NEW DELHI: India will push on with sweeping agriculture reforms, Prime Minister Narendra Modi said Sunday, as he criticised last week's deadly riot in the capital following a long-running protest campaign by farmers.
Thousands flooded New Delhi on Tuesday, driving tractors from border camps where they have been holding sit-ins since November 26; but the rally turned into a rampage which left one person dead and hundreds of police injured.
Modi called the farmers' assault on a historic fort an "insult" to the national flag.
His government have insisted that the agriculture sector needs to be modernised, but farmers fear the deregulation laws will place them at the mercy of big corporations that already dominate other industries.

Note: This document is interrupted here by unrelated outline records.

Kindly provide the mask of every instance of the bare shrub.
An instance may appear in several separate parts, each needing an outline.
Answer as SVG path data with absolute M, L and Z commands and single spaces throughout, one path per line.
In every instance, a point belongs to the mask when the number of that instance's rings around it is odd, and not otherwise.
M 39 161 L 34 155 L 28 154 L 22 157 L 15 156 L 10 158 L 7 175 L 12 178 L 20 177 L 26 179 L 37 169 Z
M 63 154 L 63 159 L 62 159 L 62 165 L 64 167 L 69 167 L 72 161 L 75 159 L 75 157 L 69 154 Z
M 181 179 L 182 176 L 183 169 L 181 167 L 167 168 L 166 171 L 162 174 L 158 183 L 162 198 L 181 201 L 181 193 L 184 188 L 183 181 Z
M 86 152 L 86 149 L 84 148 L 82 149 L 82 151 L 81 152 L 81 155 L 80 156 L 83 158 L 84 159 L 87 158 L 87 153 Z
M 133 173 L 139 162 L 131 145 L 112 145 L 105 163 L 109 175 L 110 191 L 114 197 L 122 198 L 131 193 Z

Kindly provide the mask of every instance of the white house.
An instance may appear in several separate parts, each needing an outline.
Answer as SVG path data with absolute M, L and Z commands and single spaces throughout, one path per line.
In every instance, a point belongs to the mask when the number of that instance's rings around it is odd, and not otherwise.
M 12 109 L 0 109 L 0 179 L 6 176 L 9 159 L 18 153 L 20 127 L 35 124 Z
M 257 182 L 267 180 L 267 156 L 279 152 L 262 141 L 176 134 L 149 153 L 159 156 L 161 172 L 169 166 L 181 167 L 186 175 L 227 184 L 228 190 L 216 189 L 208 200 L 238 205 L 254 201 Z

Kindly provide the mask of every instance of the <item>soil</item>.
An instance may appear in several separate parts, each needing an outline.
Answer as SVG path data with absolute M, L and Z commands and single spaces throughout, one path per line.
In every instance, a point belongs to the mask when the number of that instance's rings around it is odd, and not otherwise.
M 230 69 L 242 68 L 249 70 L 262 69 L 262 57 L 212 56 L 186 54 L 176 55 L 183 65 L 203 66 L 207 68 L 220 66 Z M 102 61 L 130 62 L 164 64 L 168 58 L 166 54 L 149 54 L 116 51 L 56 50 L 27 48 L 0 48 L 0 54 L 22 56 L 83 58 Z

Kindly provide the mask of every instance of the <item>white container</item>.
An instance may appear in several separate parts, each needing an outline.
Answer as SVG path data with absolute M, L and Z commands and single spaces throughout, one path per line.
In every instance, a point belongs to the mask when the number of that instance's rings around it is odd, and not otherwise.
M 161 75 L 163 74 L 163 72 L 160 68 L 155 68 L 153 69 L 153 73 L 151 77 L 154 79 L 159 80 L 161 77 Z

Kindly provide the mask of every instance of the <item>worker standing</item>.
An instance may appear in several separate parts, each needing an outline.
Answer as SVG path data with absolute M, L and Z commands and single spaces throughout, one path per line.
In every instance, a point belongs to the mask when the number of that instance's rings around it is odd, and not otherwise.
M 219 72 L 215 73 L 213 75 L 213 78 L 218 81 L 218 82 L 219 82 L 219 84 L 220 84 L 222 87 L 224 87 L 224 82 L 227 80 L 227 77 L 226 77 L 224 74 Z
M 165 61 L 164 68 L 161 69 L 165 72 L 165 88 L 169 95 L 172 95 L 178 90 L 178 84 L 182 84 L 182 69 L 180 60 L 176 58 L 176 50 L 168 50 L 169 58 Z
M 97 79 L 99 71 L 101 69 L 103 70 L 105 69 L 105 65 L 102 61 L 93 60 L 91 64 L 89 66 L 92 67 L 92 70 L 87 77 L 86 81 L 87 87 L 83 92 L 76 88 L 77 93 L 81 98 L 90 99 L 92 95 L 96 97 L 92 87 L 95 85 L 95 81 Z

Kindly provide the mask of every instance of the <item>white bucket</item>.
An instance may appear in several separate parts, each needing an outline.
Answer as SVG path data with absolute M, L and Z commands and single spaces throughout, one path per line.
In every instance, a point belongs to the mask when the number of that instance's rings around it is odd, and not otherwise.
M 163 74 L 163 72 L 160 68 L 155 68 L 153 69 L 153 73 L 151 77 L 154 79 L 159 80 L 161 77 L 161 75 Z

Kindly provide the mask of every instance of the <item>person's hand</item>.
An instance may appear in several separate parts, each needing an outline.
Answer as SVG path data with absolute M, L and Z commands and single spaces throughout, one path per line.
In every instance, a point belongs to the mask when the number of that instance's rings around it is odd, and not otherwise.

In his first public comments on Tuesday's events, Modi stressed that the government remained "committed to modernising agriculture".
"The efforts of the government shall also continue in the future," the Indian leader said in his regular monthly radio address on Sunday. "On January 26, seeing the insult of our tricolour, the country was very sad," he added.
The demonstrators swarmed the 400-year-old World Heritage-listed Red Fort on Tuesday, raising religious and farm union flags, though they did not remove the national flag from the top of the monument.
Modi's comments came as police arrested at least one journalist and filed complaints against others, stoking fears of a media crackdown over the reporting of the protests.